Alluring lines and tangled intricacy in subtle shades are one of the best Sanganeri-style features. The dyes used for fabric printing are the pigments from vegetables and plants thus emitting a beautiful odour from finished products. On the contrary, the bright colors of blue tones, red and yellow are the main traits of Bagru prints. They too, are made from eco-friendly colours.

Indigo is used to make blue, green indigo mixed pomegranate, turmeric made of yellow and red from adder roots. Chippa is a tribe from Sawai Madhopur and Sikar who settled here about three centuries ago. Bagru prints are known for their bold and vibrant designs such as Tendrils, Flowers & Birds or Jaal Designs and human or animal characters. Bagru printing is done on a novel dyed background, such as indigo, and the prints have a slight red tint on them. Mostly, the Bagru pattern is large and bold, and the majority of prints are made with relatively small blocks on a very small table known as “Paatiya”.
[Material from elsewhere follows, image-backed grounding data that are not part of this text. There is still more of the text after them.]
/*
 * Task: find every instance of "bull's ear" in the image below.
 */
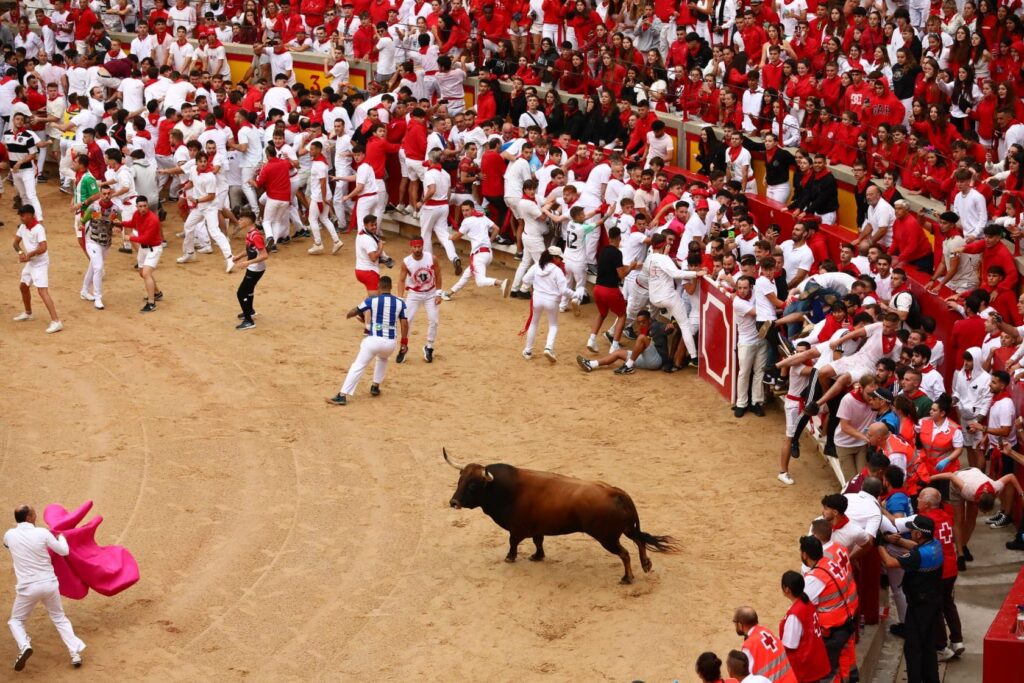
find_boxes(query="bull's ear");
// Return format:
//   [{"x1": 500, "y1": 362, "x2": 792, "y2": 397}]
[{"x1": 483, "y1": 468, "x2": 494, "y2": 482}]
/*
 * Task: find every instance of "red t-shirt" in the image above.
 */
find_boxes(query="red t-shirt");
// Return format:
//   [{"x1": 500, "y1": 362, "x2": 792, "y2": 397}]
[
  {"x1": 125, "y1": 210, "x2": 162, "y2": 247},
  {"x1": 480, "y1": 149, "x2": 506, "y2": 197},
  {"x1": 254, "y1": 157, "x2": 292, "y2": 201}
]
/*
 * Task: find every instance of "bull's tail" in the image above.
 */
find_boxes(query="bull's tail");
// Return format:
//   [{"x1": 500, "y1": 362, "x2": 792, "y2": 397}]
[{"x1": 634, "y1": 531, "x2": 681, "y2": 553}]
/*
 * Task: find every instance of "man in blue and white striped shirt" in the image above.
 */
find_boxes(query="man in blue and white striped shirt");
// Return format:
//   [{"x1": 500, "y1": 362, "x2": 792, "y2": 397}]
[{"x1": 327, "y1": 276, "x2": 409, "y2": 406}]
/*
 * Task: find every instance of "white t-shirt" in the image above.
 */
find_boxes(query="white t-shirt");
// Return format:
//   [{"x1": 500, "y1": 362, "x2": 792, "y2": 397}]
[
  {"x1": 376, "y1": 36, "x2": 397, "y2": 74},
  {"x1": 16, "y1": 222, "x2": 48, "y2": 265},
  {"x1": 733, "y1": 295, "x2": 759, "y2": 344},
  {"x1": 753, "y1": 276, "x2": 778, "y2": 321},
  {"x1": 355, "y1": 232, "x2": 381, "y2": 271},
  {"x1": 354, "y1": 162, "x2": 380, "y2": 195},
  {"x1": 518, "y1": 109, "x2": 548, "y2": 130},
  {"x1": 118, "y1": 77, "x2": 146, "y2": 113},
  {"x1": 780, "y1": 240, "x2": 814, "y2": 282},
  {"x1": 989, "y1": 395, "x2": 1017, "y2": 447},
  {"x1": 503, "y1": 158, "x2": 532, "y2": 199},
  {"x1": 263, "y1": 86, "x2": 293, "y2": 114},
  {"x1": 457, "y1": 215, "x2": 495, "y2": 252},
  {"x1": 309, "y1": 158, "x2": 331, "y2": 201},
  {"x1": 237, "y1": 125, "x2": 264, "y2": 167},
  {"x1": 834, "y1": 393, "x2": 876, "y2": 448}
]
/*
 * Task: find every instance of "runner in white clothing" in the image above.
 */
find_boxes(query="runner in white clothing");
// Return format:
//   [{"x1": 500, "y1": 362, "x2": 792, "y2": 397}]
[
  {"x1": 305, "y1": 140, "x2": 342, "y2": 255},
  {"x1": 417, "y1": 149, "x2": 461, "y2": 273},
  {"x1": 397, "y1": 237, "x2": 442, "y2": 363},
  {"x1": 442, "y1": 201, "x2": 511, "y2": 299},
  {"x1": 644, "y1": 232, "x2": 701, "y2": 366}
]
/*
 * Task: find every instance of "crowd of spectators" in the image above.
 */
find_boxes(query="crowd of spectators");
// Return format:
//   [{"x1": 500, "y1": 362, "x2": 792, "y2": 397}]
[{"x1": 3, "y1": 0, "x2": 1024, "y2": 680}]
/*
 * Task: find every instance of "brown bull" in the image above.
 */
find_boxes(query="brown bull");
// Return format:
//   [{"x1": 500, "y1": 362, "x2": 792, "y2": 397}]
[{"x1": 444, "y1": 448, "x2": 678, "y2": 583}]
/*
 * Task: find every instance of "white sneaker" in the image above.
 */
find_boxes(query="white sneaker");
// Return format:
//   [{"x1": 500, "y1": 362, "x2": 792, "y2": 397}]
[
  {"x1": 331, "y1": 240, "x2": 343, "y2": 254},
  {"x1": 175, "y1": 231, "x2": 185, "y2": 238},
  {"x1": 586, "y1": 341, "x2": 599, "y2": 353},
  {"x1": 225, "y1": 258, "x2": 235, "y2": 274},
  {"x1": 937, "y1": 646, "x2": 956, "y2": 662},
  {"x1": 500, "y1": 279, "x2": 511, "y2": 298},
  {"x1": 12, "y1": 312, "x2": 33, "y2": 322},
  {"x1": 71, "y1": 651, "x2": 82, "y2": 668},
  {"x1": 412, "y1": 209, "x2": 421, "y2": 219},
  {"x1": 198, "y1": 245, "x2": 214, "y2": 254},
  {"x1": 307, "y1": 243, "x2": 324, "y2": 255},
  {"x1": 94, "y1": 298, "x2": 104, "y2": 310},
  {"x1": 45, "y1": 320, "x2": 63, "y2": 334},
  {"x1": 176, "y1": 252, "x2": 197, "y2": 264},
  {"x1": 609, "y1": 342, "x2": 620, "y2": 353},
  {"x1": 777, "y1": 472, "x2": 795, "y2": 485},
  {"x1": 951, "y1": 642, "x2": 965, "y2": 657},
  {"x1": 439, "y1": 290, "x2": 452, "y2": 301},
  {"x1": 80, "y1": 290, "x2": 95, "y2": 301},
  {"x1": 522, "y1": 349, "x2": 533, "y2": 360},
  {"x1": 543, "y1": 348, "x2": 556, "y2": 363},
  {"x1": 395, "y1": 204, "x2": 407, "y2": 214}
]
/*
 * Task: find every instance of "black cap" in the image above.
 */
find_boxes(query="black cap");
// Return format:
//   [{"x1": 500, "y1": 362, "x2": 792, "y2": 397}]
[
  {"x1": 686, "y1": 32, "x2": 701, "y2": 42},
  {"x1": 871, "y1": 388, "x2": 893, "y2": 403},
  {"x1": 906, "y1": 516, "x2": 935, "y2": 536},
  {"x1": 939, "y1": 211, "x2": 959, "y2": 223}
]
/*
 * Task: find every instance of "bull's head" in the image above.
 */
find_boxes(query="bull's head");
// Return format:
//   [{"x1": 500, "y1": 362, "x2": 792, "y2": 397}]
[{"x1": 444, "y1": 447, "x2": 492, "y2": 510}]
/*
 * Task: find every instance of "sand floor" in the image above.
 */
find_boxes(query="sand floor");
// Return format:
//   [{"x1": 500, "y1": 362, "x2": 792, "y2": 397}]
[{"x1": 0, "y1": 181, "x2": 836, "y2": 681}]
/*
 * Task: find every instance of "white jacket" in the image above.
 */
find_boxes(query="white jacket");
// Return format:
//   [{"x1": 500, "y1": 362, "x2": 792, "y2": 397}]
[
  {"x1": 646, "y1": 252, "x2": 696, "y2": 304},
  {"x1": 524, "y1": 263, "x2": 569, "y2": 302},
  {"x1": 952, "y1": 346, "x2": 992, "y2": 418}
]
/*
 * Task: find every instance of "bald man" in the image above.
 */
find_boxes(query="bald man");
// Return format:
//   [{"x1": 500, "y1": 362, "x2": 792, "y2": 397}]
[
  {"x1": 733, "y1": 607, "x2": 797, "y2": 682},
  {"x1": 3, "y1": 505, "x2": 86, "y2": 670}
]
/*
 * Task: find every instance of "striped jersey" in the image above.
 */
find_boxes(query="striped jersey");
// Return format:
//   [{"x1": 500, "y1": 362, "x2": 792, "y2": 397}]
[
  {"x1": 2, "y1": 128, "x2": 39, "y2": 164},
  {"x1": 358, "y1": 293, "x2": 407, "y2": 339}
]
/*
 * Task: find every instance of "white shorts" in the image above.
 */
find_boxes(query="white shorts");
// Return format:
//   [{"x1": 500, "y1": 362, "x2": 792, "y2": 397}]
[
  {"x1": 137, "y1": 244, "x2": 163, "y2": 270},
  {"x1": 504, "y1": 196, "x2": 523, "y2": 220},
  {"x1": 20, "y1": 261, "x2": 48, "y2": 288},
  {"x1": 402, "y1": 153, "x2": 426, "y2": 181},
  {"x1": 785, "y1": 397, "x2": 802, "y2": 438},
  {"x1": 829, "y1": 354, "x2": 872, "y2": 381}
]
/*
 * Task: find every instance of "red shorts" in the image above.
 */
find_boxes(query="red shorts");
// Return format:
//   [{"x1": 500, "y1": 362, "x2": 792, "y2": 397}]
[
  {"x1": 593, "y1": 284, "x2": 626, "y2": 317},
  {"x1": 355, "y1": 269, "x2": 380, "y2": 292}
]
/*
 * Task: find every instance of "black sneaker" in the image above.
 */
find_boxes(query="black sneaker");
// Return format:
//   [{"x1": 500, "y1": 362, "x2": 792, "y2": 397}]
[
  {"x1": 423, "y1": 345, "x2": 434, "y2": 363},
  {"x1": 13, "y1": 645, "x2": 32, "y2": 671},
  {"x1": 514, "y1": 251, "x2": 523, "y2": 260},
  {"x1": 395, "y1": 348, "x2": 407, "y2": 363},
  {"x1": 278, "y1": 236, "x2": 291, "y2": 244},
  {"x1": 751, "y1": 403, "x2": 765, "y2": 417},
  {"x1": 576, "y1": 355, "x2": 592, "y2": 373},
  {"x1": 823, "y1": 443, "x2": 837, "y2": 457},
  {"x1": 326, "y1": 393, "x2": 347, "y2": 406},
  {"x1": 154, "y1": 291, "x2": 164, "y2": 301},
  {"x1": 268, "y1": 242, "x2": 278, "y2": 253},
  {"x1": 957, "y1": 556, "x2": 967, "y2": 571},
  {"x1": 236, "y1": 319, "x2": 255, "y2": 330},
  {"x1": 888, "y1": 623, "x2": 905, "y2": 638},
  {"x1": 989, "y1": 513, "x2": 1013, "y2": 528},
  {"x1": 623, "y1": 326, "x2": 637, "y2": 341},
  {"x1": 603, "y1": 330, "x2": 614, "y2": 344},
  {"x1": 370, "y1": 383, "x2": 381, "y2": 396},
  {"x1": 118, "y1": 245, "x2": 133, "y2": 253},
  {"x1": 237, "y1": 311, "x2": 257, "y2": 319},
  {"x1": 453, "y1": 258, "x2": 463, "y2": 276},
  {"x1": 733, "y1": 406, "x2": 747, "y2": 418},
  {"x1": 1006, "y1": 537, "x2": 1024, "y2": 551},
  {"x1": 613, "y1": 364, "x2": 635, "y2": 375},
  {"x1": 789, "y1": 439, "x2": 801, "y2": 459},
  {"x1": 963, "y1": 546, "x2": 974, "y2": 562},
  {"x1": 140, "y1": 302, "x2": 156, "y2": 313}
]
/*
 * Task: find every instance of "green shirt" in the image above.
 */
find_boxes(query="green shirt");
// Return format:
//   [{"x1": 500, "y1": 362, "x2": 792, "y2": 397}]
[{"x1": 75, "y1": 172, "x2": 99, "y2": 210}]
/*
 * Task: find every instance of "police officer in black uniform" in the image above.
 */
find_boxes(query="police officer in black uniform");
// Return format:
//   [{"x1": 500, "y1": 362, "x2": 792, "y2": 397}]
[{"x1": 879, "y1": 516, "x2": 944, "y2": 683}]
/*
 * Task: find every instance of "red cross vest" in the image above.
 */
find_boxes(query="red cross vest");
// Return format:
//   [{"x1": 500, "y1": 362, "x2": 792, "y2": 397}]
[
  {"x1": 779, "y1": 599, "x2": 831, "y2": 683},
  {"x1": 743, "y1": 625, "x2": 798, "y2": 683},
  {"x1": 808, "y1": 557, "x2": 859, "y2": 630}
]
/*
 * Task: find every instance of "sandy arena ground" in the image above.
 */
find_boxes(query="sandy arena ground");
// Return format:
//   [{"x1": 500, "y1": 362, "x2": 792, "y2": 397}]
[{"x1": 0, "y1": 181, "x2": 837, "y2": 681}]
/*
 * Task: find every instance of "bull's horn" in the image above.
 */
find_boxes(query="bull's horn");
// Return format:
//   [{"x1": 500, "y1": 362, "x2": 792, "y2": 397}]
[
  {"x1": 483, "y1": 469, "x2": 494, "y2": 482},
  {"x1": 442, "y1": 447, "x2": 464, "y2": 470}
]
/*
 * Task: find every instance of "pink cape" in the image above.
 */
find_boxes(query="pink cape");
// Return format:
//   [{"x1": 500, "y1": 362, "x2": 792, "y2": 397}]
[{"x1": 44, "y1": 501, "x2": 140, "y2": 600}]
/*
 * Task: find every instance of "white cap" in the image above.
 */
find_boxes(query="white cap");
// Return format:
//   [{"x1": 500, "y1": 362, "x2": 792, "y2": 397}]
[{"x1": 547, "y1": 246, "x2": 564, "y2": 258}]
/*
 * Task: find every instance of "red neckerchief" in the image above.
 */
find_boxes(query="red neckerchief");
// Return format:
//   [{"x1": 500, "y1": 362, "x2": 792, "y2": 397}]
[
  {"x1": 419, "y1": 44, "x2": 429, "y2": 54},
  {"x1": 993, "y1": 388, "x2": 1013, "y2": 404},
  {"x1": 313, "y1": 154, "x2": 327, "y2": 164},
  {"x1": 905, "y1": 388, "x2": 926, "y2": 399},
  {"x1": 976, "y1": 481, "x2": 996, "y2": 497},
  {"x1": 22, "y1": 217, "x2": 38, "y2": 229},
  {"x1": 920, "y1": 364, "x2": 934, "y2": 373},
  {"x1": 728, "y1": 145, "x2": 743, "y2": 160},
  {"x1": 765, "y1": 147, "x2": 776, "y2": 164},
  {"x1": 881, "y1": 333, "x2": 897, "y2": 355},
  {"x1": 176, "y1": 37, "x2": 188, "y2": 46},
  {"x1": 815, "y1": 168, "x2": 831, "y2": 179},
  {"x1": 832, "y1": 514, "x2": 850, "y2": 530},
  {"x1": 849, "y1": 387, "x2": 869, "y2": 404}
]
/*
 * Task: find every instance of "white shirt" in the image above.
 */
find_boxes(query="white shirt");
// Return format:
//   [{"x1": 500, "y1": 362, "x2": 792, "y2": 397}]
[
  {"x1": 753, "y1": 275, "x2": 778, "y2": 321},
  {"x1": 118, "y1": 77, "x2": 146, "y2": 114},
  {"x1": 647, "y1": 252, "x2": 695, "y2": 304},
  {"x1": 263, "y1": 86, "x2": 293, "y2": 114},
  {"x1": 734, "y1": 295, "x2": 759, "y2": 345},
  {"x1": 518, "y1": 197, "x2": 547, "y2": 238},
  {"x1": 236, "y1": 125, "x2": 264, "y2": 167},
  {"x1": 780, "y1": 240, "x2": 814, "y2": 283},
  {"x1": 423, "y1": 167, "x2": 450, "y2": 201},
  {"x1": 863, "y1": 198, "x2": 896, "y2": 248},
  {"x1": 989, "y1": 394, "x2": 1017, "y2": 447},
  {"x1": 269, "y1": 51, "x2": 296, "y2": 86},
  {"x1": 844, "y1": 491, "x2": 882, "y2": 537},
  {"x1": 309, "y1": 158, "x2": 331, "y2": 201},
  {"x1": 376, "y1": 36, "x2": 397, "y2": 74},
  {"x1": 834, "y1": 392, "x2": 876, "y2": 449},
  {"x1": 518, "y1": 109, "x2": 548, "y2": 131},
  {"x1": 163, "y1": 81, "x2": 196, "y2": 113},
  {"x1": 355, "y1": 231, "x2": 382, "y2": 271},
  {"x1": 951, "y1": 189, "x2": 988, "y2": 240},
  {"x1": 354, "y1": 162, "x2": 380, "y2": 196},
  {"x1": 4, "y1": 522, "x2": 69, "y2": 591},
  {"x1": 503, "y1": 158, "x2": 532, "y2": 199},
  {"x1": 457, "y1": 215, "x2": 495, "y2": 252}
]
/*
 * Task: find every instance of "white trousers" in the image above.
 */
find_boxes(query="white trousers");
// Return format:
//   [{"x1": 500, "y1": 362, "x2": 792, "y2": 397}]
[
  {"x1": 765, "y1": 183, "x2": 791, "y2": 205},
  {"x1": 524, "y1": 297, "x2": 560, "y2": 353},
  {"x1": 815, "y1": 211, "x2": 837, "y2": 225},
  {"x1": 564, "y1": 258, "x2": 587, "y2": 302},
  {"x1": 406, "y1": 292, "x2": 438, "y2": 345},
  {"x1": 332, "y1": 180, "x2": 350, "y2": 229},
  {"x1": 240, "y1": 166, "x2": 259, "y2": 213},
  {"x1": 263, "y1": 198, "x2": 290, "y2": 242},
  {"x1": 419, "y1": 205, "x2": 457, "y2": 262},
  {"x1": 374, "y1": 189, "x2": 388, "y2": 224},
  {"x1": 81, "y1": 238, "x2": 108, "y2": 298},
  {"x1": 8, "y1": 579, "x2": 85, "y2": 655},
  {"x1": 451, "y1": 250, "x2": 497, "y2": 292},
  {"x1": 736, "y1": 340, "x2": 768, "y2": 407},
  {"x1": 652, "y1": 294, "x2": 696, "y2": 357},
  {"x1": 625, "y1": 280, "x2": 649, "y2": 325},
  {"x1": 341, "y1": 335, "x2": 397, "y2": 395},
  {"x1": 354, "y1": 194, "x2": 377, "y2": 233},
  {"x1": 511, "y1": 236, "x2": 545, "y2": 292},
  {"x1": 309, "y1": 199, "x2": 339, "y2": 245},
  {"x1": 183, "y1": 207, "x2": 231, "y2": 258},
  {"x1": 12, "y1": 168, "x2": 42, "y2": 219}
]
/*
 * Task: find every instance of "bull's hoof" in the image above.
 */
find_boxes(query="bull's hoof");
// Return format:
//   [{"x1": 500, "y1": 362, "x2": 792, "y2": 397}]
[
  {"x1": 620, "y1": 576, "x2": 633, "y2": 585},
  {"x1": 529, "y1": 553, "x2": 545, "y2": 562},
  {"x1": 504, "y1": 556, "x2": 517, "y2": 563},
  {"x1": 641, "y1": 560, "x2": 653, "y2": 573}
]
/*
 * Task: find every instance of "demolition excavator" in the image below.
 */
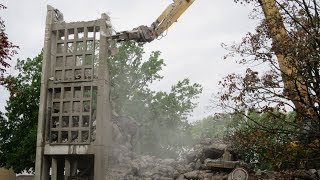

With the passing years, the printing process underwent immense evolution. Some contemporary techniques of Hand Block printing that are prevalent now include Discharge printing, Direct Block printing and Resist Printing. The only hack of preserving the block printed textiles is not to dry under direct sunlight in order to prevent colour fading. Also they must be washed separately in cold water.

Thus, if you ever happen to visit the multi-coloured and cultured city of crafts, don’t forget to traverse through the lanes of local markets for the best block printed textiles.